DPDK patches and discussions
 help / color / mirror / Atom feed
* RFC - Tap io_uring PMD
@ 2024-10-30 21:56 Stephen Hemminger
  2024-10-31 10:27 ` Morten Brørup
  0 siblings, 1 reply; 3+ messages in thread
From: Stephen Hemminger @ 2024-10-30 21:56 UTC (permalink / raw)
  To: dev

The current tap device is slow both due to architectural choices and the
overhead of Linux system calls. I am exploring a how to fix that but some
of the choices require some tradeoffs. Which leads to some open questions:

1. DPDK tap also support tunnel (TUN) mode where there is no Ethernet header
   only L3. Does anyone actually use this? It is different than what every other
   PMD expects.

2. The fastest way to use kernel TAP device would be to use io_uring.
   But this was added in 5.1 kernel (2019). Rather than having conditional or
   dual mode in DPDK tap device, perhaps there should just be a new PMD tap_uring?

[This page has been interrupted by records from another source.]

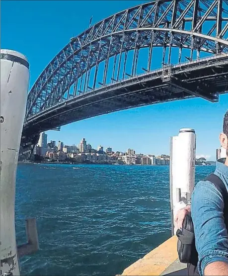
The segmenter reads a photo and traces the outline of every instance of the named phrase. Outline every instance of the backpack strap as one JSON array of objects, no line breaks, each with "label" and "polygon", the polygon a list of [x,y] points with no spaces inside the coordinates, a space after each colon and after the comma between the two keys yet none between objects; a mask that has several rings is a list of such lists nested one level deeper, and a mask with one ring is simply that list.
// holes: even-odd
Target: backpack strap
[{"label": "backpack strap", "polygon": [[[212,174],[208,176],[205,180],[212,182],[219,191],[222,193],[224,204],[224,213],[225,220],[227,220],[228,215],[228,192],[222,180],[216,175]],[[228,221],[226,224],[228,224]]]}]

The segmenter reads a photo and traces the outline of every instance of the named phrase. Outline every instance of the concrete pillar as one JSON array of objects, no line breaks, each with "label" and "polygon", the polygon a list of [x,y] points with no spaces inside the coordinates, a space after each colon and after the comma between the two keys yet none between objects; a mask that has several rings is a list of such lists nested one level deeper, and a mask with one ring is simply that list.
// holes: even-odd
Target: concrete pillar
[{"label": "concrete pillar", "polygon": [[1,275],[19,275],[14,222],[15,185],[29,79],[20,53],[0,51],[0,238]]},{"label": "concrete pillar", "polygon": [[172,234],[177,230],[174,220],[177,212],[191,198],[195,185],[196,134],[191,128],[182,128],[171,138],[169,182]]}]

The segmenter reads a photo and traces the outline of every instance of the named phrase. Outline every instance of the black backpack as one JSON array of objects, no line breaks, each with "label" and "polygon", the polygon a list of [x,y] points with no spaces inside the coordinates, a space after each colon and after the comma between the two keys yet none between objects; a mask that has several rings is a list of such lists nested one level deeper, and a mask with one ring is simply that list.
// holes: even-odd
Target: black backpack
[{"label": "black backpack", "polygon": [[[212,182],[222,193],[224,202],[224,217],[228,230],[228,192],[227,188],[220,178],[215,175],[210,175],[205,180]],[[188,264],[188,275],[199,275],[197,269],[198,255],[195,245],[194,226],[190,215],[185,216],[182,230],[178,229],[176,235],[178,238],[177,251],[180,262]]]}]

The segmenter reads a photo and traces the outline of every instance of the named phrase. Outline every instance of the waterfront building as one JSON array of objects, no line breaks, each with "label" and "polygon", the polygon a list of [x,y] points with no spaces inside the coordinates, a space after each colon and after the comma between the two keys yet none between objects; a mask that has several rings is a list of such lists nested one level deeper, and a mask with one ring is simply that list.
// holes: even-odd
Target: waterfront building
[{"label": "waterfront building", "polygon": [[152,155],[152,156],[150,157],[151,160],[151,165],[156,165],[156,157]]},{"label": "waterfront building", "polygon": [[50,143],[51,144],[51,149],[54,149],[55,148],[55,147],[56,146],[56,141],[52,141],[51,140]]},{"label": "waterfront building", "polygon": [[142,165],[152,165],[151,159],[147,156],[141,157]]},{"label": "waterfront building", "polygon": [[38,145],[42,148],[47,148],[48,135],[45,132],[41,132],[38,142]]},{"label": "waterfront building", "polygon": [[87,149],[86,141],[85,138],[82,138],[78,145],[79,152],[85,152]]},{"label": "waterfront building", "polygon": [[64,161],[67,159],[67,155],[66,153],[58,151],[56,154],[57,155],[57,159],[59,161]]},{"label": "waterfront building", "polygon": [[102,147],[102,146],[98,146],[97,147],[97,151],[104,151],[104,147]]},{"label": "waterfront building", "polygon": [[135,155],[126,155],[122,157],[122,161],[126,165],[136,165],[136,158]]},{"label": "waterfront building", "polygon": [[63,149],[63,142],[59,141],[58,142],[58,150],[62,151]]},{"label": "waterfront building", "polygon": [[77,148],[75,145],[73,145],[70,146],[70,152],[77,152]]},{"label": "waterfront building", "polygon": [[33,154],[40,156],[42,155],[41,149],[41,147],[40,147],[39,146],[35,146],[34,149],[33,150]]},{"label": "waterfront building", "polygon": [[87,151],[88,152],[90,152],[91,150],[92,149],[92,146],[90,144],[88,144],[87,145]]},{"label": "waterfront building", "polygon": [[127,151],[128,154],[135,154],[136,152],[134,150],[131,150],[131,149],[128,149]]},{"label": "waterfront building", "polygon": [[53,151],[48,151],[46,154],[49,159],[56,159],[58,158],[57,154]]},{"label": "waterfront building", "polygon": [[108,148],[107,148],[106,149],[106,153],[112,153],[112,148],[110,148],[110,147]]},{"label": "waterfront building", "polygon": [[63,149],[63,151],[65,153],[68,153],[70,152],[71,147],[70,146],[64,146]]}]

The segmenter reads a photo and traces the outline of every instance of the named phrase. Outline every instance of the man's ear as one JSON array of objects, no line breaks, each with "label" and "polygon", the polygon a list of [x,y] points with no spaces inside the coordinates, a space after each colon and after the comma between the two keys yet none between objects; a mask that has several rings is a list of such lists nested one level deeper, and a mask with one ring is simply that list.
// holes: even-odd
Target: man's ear
[{"label": "man's ear", "polygon": [[219,139],[223,148],[227,149],[228,148],[228,138],[227,136],[225,133],[220,133]]}]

3. Current TAP device provides hooks for several rte_flow types by playing
   games with kernel qdisc. Does anyone really use this? Propose just not doing
   this in new tap_uring.

4. What other features of TAP device beyond basic send/receive make sense?
   It looks like new device could support better statistics.

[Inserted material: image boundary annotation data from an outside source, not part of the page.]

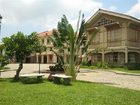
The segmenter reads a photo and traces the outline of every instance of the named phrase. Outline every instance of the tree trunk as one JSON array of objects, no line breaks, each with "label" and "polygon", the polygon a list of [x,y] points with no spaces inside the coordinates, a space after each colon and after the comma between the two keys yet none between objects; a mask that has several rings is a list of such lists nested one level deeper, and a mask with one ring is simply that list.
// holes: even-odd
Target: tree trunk
[{"label": "tree trunk", "polygon": [[18,69],[17,69],[17,71],[16,71],[15,80],[19,80],[19,73],[20,73],[20,71],[22,70],[22,68],[23,68],[23,62],[21,61],[21,62],[19,63],[19,67],[18,67]]}]

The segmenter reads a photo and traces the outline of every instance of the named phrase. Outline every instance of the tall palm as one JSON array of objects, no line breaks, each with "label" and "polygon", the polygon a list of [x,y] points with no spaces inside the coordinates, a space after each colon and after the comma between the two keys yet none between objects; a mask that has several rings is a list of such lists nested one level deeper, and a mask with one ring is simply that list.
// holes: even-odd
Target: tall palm
[{"label": "tall palm", "polygon": [[[78,66],[80,65],[80,62],[78,63],[78,59],[83,54],[87,53],[88,45],[93,40],[98,30],[96,30],[92,34],[90,40],[88,40],[87,36],[85,35],[84,15],[81,16],[81,13],[79,14],[76,31],[74,31],[72,25],[68,22],[65,24],[65,26],[65,34],[58,30],[58,34],[53,35],[53,38],[51,39],[54,45],[60,45],[59,47],[57,46],[57,48],[60,48],[59,50],[67,50],[68,60],[64,61],[65,64],[68,64],[68,66],[66,66],[66,74],[72,76],[73,80],[76,80],[77,71],[79,69]],[[62,40],[61,37],[65,39]],[[57,54],[59,55],[59,53]]]}]

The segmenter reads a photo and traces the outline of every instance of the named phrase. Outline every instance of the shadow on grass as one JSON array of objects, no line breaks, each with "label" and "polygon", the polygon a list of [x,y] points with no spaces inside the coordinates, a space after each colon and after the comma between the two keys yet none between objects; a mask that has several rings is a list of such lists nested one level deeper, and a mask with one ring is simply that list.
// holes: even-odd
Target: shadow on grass
[{"label": "shadow on grass", "polygon": [[83,80],[77,80],[76,82],[81,82],[81,83],[90,83],[90,84],[118,85],[118,84],[116,84],[116,83],[110,83],[110,82],[90,82],[90,81],[83,81]]}]

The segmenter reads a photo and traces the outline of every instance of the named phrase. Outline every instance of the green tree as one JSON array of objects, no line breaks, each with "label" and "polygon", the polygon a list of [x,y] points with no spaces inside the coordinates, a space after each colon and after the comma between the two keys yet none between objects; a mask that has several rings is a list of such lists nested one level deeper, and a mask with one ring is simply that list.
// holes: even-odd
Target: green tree
[{"label": "green tree", "polygon": [[19,80],[19,73],[23,68],[23,61],[26,56],[29,56],[32,52],[35,52],[35,48],[39,43],[37,33],[33,32],[31,35],[24,35],[22,32],[3,38],[5,46],[5,53],[10,58],[15,58],[19,62],[19,67],[16,71],[15,79]]},{"label": "green tree", "polygon": [[[54,48],[58,49],[57,56],[60,56],[60,50],[63,52],[67,51],[68,60],[64,60],[66,64],[66,74],[72,76],[73,80],[76,80],[79,57],[82,57],[83,54],[87,54],[88,45],[93,40],[94,36],[98,30],[96,30],[90,37],[87,38],[85,34],[85,19],[84,15],[79,14],[77,29],[74,31],[71,24],[69,24],[65,15],[61,18],[61,22],[58,22],[57,30],[54,30],[54,34],[51,37],[54,44]],[[65,53],[66,54],[66,53]]]}]

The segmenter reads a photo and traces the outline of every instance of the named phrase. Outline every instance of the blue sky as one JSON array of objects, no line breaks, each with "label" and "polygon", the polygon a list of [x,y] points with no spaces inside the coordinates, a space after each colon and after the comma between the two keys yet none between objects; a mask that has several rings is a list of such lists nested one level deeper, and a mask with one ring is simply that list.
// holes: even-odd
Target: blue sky
[{"label": "blue sky", "polygon": [[17,31],[30,34],[51,30],[63,14],[75,26],[80,10],[88,19],[99,8],[140,18],[140,0],[0,0],[3,16],[0,38]]}]

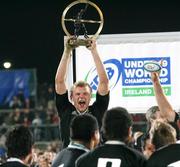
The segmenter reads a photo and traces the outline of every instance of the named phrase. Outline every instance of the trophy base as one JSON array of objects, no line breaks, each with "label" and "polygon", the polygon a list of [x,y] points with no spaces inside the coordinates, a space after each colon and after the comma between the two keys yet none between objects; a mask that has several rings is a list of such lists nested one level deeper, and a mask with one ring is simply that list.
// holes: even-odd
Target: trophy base
[{"label": "trophy base", "polygon": [[77,39],[77,38],[74,38],[74,39],[70,39],[68,41],[68,44],[72,47],[78,47],[78,46],[89,46],[91,43],[91,40],[90,39]]}]

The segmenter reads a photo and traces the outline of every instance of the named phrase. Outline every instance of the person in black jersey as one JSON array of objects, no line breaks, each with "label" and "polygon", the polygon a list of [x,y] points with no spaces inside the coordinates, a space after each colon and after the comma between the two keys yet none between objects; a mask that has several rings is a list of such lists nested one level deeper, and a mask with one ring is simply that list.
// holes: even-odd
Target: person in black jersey
[{"label": "person in black jersey", "polygon": [[75,161],[80,155],[97,146],[99,143],[97,119],[90,114],[76,116],[70,124],[70,137],[70,144],[56,155],[52,167],[75,167]]},{"label": "person in black jersey", "polygon": [[180,144],[176,143],[176,130],[171,125],[155,121],[150,130],[150,140],[155,152],[148,159],[147,167],[180,166]]},{"label": "person in black jersey", "polygon": [[153,83],[154,93],[158,106],[152,106],[148,109],[148,111],[146,112],[147,121],[151,123],[153,120],[156,119],[164,119],[167,122],[175,123],[177,126],[179,121],[179,115],[173,110],[171,104],[169,103],[163,92],[159,81],[159,73],[152,72],[151,80]]},{"label": "person in black jersey", "polygon": [[66,74],[67,67],[70,63],[71,52],[74,49],[74,46],[69,45],[68,41],[70,39],[66,42],[55,78],[56,106],[60,117],[60,134],[63,148],[69,144],[69,124],[74,116],[90,113],[97,118],[99,126],[101,126],[102,116],[109,104],[109,80],[99,57],[96,41],[93,39],[89,39],[90,43],[87,48],[91,51],[98,74],[96,100],[90,105],[91,87],[84,81],[78,81],[74,83],[70,90],[71,102],[69,101],[66,87]]},{"label": "person in black jersey", "polygon": [[7,162],[0,167],[27,167],[32,160],[33,136],[24,126],[12,129],[6,139]]},{"label": "person in black jersey", "polygon": [[132,118],[122,107],[105,112],[102,122],[107,141],[80,156],[76,167],[144,167],[145,157],[127,146],[132,135]]}]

5. What about Rx interrupt support?

Probably the hardest part of using io_uring is figuring out how to collect
completions. The simplest way would be to handle all completions rx and tx
in the rx_burst function.

^ permalink raw reply	[flat|nested] 3+ messages in thread

* RE: RFC - Tap io_uring PMD
  2024-10-30 21:56 RFC - Tap io_uring PMD Stephen Hemminger
@ 2024-10-31 10:27 ` Morten Brørup
  2024-11-01  0:34   ` Stephen Hemminger
  0 siblings, 1 reply; 3+ messages in thread
From: Morten Brørup @ 2024-10-31 10:27 UTC (permalink / raw)
  To: Stephen Hemminger; +Cc: dev

> From: Stephen Hemminger [mailto:stephen@networkplumber.org]
> Sent: Wednesday, 30 October 2024 22.57
> 
> The current tap device is slow both due to architectural choices and
> the
> overhead of Linux system calls.

Yes; but isn't it only being used for (low volume) management traffic?
Is the TAP PMD performance an issue for anyone? What is their use case?

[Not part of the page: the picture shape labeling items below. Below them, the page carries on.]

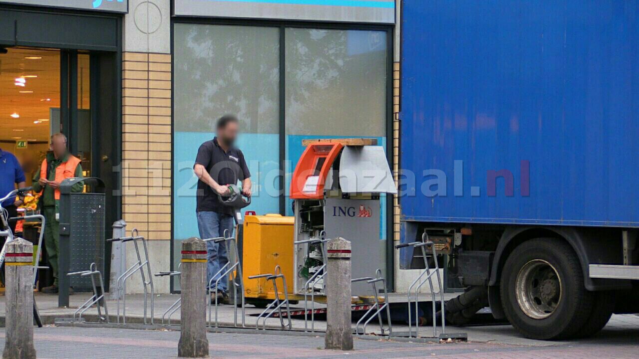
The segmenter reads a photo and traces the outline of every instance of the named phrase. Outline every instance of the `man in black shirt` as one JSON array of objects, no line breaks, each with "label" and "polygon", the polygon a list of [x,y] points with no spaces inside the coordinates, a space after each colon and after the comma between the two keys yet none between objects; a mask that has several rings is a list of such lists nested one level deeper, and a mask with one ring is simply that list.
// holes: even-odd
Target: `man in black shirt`
[{"label": "man in black shirt", "polygon": [[[222,116],[217,120],[217,137],[202,144],[197,150],[197,157],[193,169],[199,178],[196,211],[197,227],[200,237],[203,239],[221,237],[225,229],[228,229],[230,235],[233,235],[234,210],[225,206],[219,197],[219,195],[230,194],[228,185],[235,185],[238,180],[241,181],[242,193],[247,197],[251,195],[250,173],[246,165],[244,155],[233,146],[237,138],[238,125],[238,121],[235,116]],[[208,283],[228,260],[224,242],[206,242],[206,252]],[[218,279],[219,277],[216,277],[215,280]],[[220,280],[217,288],[218,295],[222,297],[223,302],[227,301],[227,276]]]}]

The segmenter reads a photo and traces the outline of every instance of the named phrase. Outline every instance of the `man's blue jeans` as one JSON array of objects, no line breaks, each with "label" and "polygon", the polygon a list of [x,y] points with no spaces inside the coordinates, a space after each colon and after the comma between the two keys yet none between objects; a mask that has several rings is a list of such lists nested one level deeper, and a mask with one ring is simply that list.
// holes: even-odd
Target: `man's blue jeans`
[{"label": "man's blue jeans", "polygon": [[[197,212],[197,228],[199,229],[200,237],[203,239],[221,237],[224,234],[224,229],[229,230],[229,235],[233,234],[233,217],[231,215],[219,213],[217,212],[201,211]],[[226,243],[215,243],[212,241],[206,242],[206,286],[211,282],[213,275],[220,270],[224,264],[228,263],[228,255]],[[214,287],[215,280],[219,275],[211,283]],[[229,277],[224,276],[220,280],[217,289],[226,291],[228,288]]]}]

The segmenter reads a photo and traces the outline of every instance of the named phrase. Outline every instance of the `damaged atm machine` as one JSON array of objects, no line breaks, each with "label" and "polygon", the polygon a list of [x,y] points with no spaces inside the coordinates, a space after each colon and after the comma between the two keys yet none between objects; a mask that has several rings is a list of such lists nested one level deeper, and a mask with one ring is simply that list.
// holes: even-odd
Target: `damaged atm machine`
[{"label": "damaged atm machine", "polygon": [[[353,278],[386,272],[386,241],[381,240],[381,194],[397,194],[382,146],[376,139],[305,140],[291,182],[295,213],[293,257],[295,294],[323,295],[323,238],[351,241]],[[389,213],[390,215],[390,213]],[[301,242],[301,243],[300,243]],[[373,295],[366,282],[353,284],[353,295]]]}]

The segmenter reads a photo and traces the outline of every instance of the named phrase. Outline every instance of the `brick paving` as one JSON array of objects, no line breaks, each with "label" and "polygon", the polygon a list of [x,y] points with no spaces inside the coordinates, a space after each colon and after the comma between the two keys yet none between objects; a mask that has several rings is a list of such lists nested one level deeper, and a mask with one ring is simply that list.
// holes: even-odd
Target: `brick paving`
[{"label": "brick paving", "polygon": [[[36,328],[35,332],[36,349],[40,358],[176,358],[180,338],[178,332],[104,328],[45,326]],[[355,350],[350,353],[322,349],[324,339],[319,337],[210,333],[208,340],[213,358],[622,359],[639,356],[638,331],[604,331],[592,339],[560,344],[546,342],[544,346],[355,339]],[[2,329],[0,345],[3,347],[4,342]]]}]

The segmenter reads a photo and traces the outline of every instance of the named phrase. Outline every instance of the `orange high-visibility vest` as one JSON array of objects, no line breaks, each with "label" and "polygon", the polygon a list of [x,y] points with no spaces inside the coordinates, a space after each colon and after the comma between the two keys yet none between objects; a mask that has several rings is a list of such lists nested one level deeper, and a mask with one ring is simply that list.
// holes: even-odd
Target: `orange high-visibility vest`
[{"label": "orange high-visibility vest", "polygon": [[[75,176],[75,169],[77,168],[78,165],[82,161],[79,158],[73,156],[73,155],[69,154],[68,159],[66,162],[62,162],[57,167],[56,167],[56,181],[62,182],[63,180],[67,178],[72,178]],[[47,167],[49,164],[47,163],[47,158],[45,158],[42,161],[42,165],[40,166],[40,178],[46,178],[49,180],[47,177]],[[43,189],[40,191],[40,195],[44,192]],[[60,199],[60,188],[56,188],[54,193],[54,198],[56,201]]]}]

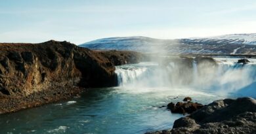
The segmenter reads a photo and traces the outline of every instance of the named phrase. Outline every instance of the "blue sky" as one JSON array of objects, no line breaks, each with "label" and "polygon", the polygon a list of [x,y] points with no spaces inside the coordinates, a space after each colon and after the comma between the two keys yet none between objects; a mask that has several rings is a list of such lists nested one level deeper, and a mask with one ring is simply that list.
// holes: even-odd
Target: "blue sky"
[{"label": "blue sky", "polygon": [[255,0],[0,0],[0,42],[256,33]]}]

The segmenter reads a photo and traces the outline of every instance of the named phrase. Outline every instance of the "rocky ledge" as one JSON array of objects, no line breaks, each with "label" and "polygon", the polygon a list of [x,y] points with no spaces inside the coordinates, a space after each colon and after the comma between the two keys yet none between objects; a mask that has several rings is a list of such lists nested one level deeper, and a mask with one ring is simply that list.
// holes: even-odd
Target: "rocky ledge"
[{"label": "rocky ledge", "polygon": [[0,114],[66,99],[85,88],[114,86],[115,65],[143,58],[127,51],[92,51],[64,41],[0,43]]},{"label": "rocky ledge", "polygon": [[215,101],[175,120],[171,130],[146,133],[256,133],[256,100],[242,97]]}]

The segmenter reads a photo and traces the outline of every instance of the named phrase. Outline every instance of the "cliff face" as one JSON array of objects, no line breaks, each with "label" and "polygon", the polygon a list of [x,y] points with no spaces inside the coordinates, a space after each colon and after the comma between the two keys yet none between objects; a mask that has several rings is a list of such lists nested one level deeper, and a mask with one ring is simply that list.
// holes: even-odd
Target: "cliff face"
[{"label": "cliff face", "polygon": [[95,52],[54,41],[1,43],[0,52],[0,113],[68,97],[79,88],[116,86],[114,65],[141,58],[138,53]]}]

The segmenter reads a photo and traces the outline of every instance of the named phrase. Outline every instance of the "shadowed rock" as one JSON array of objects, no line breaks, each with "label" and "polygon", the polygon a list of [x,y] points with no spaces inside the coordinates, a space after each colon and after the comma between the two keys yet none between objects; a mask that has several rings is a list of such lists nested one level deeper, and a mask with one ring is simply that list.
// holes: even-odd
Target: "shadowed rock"
[{"label": "shadowed rock", "polygon": [[247,59],[238,59],[238,63],[243,63],[243,64],[247,64],[250,61]]},{"label": "shadowed rock", "polygon": [[142,57],[54,41],[0,43],[0,114],[66,99],[83,88],[116,86],[115,65],[138,63]]},{"label": "shadowed rock", "polygon": [[[256,100],[250,97],[213,101],[174,122],[164,133],[256,133]],[[163,131],[156,133],[163,133]]]},{"label": "shadowed rock", "polygon": [[167,105],[167,109],[171,110],[173,113],[190,114],[203,107],[202,104],[190,102],[190,100],[192,100],[192,99],[189,97],[185,97],[184,100],[188,102],[178,102],[176,105],[173,103],[170,103]]}]

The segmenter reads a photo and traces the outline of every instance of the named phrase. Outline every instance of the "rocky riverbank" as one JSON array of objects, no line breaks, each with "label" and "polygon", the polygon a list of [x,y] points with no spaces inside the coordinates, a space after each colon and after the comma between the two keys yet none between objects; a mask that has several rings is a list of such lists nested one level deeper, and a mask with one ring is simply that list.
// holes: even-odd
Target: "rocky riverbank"
[{"label": "rocky riverbank", "polygon": [[172,129],[147,134],[256,133],[256,100],[218,100],[175,121]]},{"label": "rocky riverbank", "polygon": [[92,51],[64,41],[0,43],[0,114],[117,85],[115,65],[139,63],[127,51]]}]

Or is the key issue that the TAP PMD makes system calls in the fast path, so you are looking to implement a new TAP PMD that doesn't make any system calls in the fast path?

> I am exploring a how to fix that but
> some
> of the choices require some tradeoffs. Which leads to some open
> questions:
> 
> 1. DPDK tap also support tunnel (TUN) mode where there is no Ethernet
> header
>    only L3. Does anyone actually use this? It is different than what
> every other
>    PMD expects.

If used for high volume (data plane) traffic, I would assume standard PMD behavior (i.e. incl. Ethernet headers) would suffice.

> 
> 2. The fastest way to use kernel TAP device would be to use io_uring.
>    But this was added in 5.1 kernel (2019). Rather than having
> conditional or
>    dual mode in DPDK tap device, perhaps there should just be a new PMD
> tap_uring?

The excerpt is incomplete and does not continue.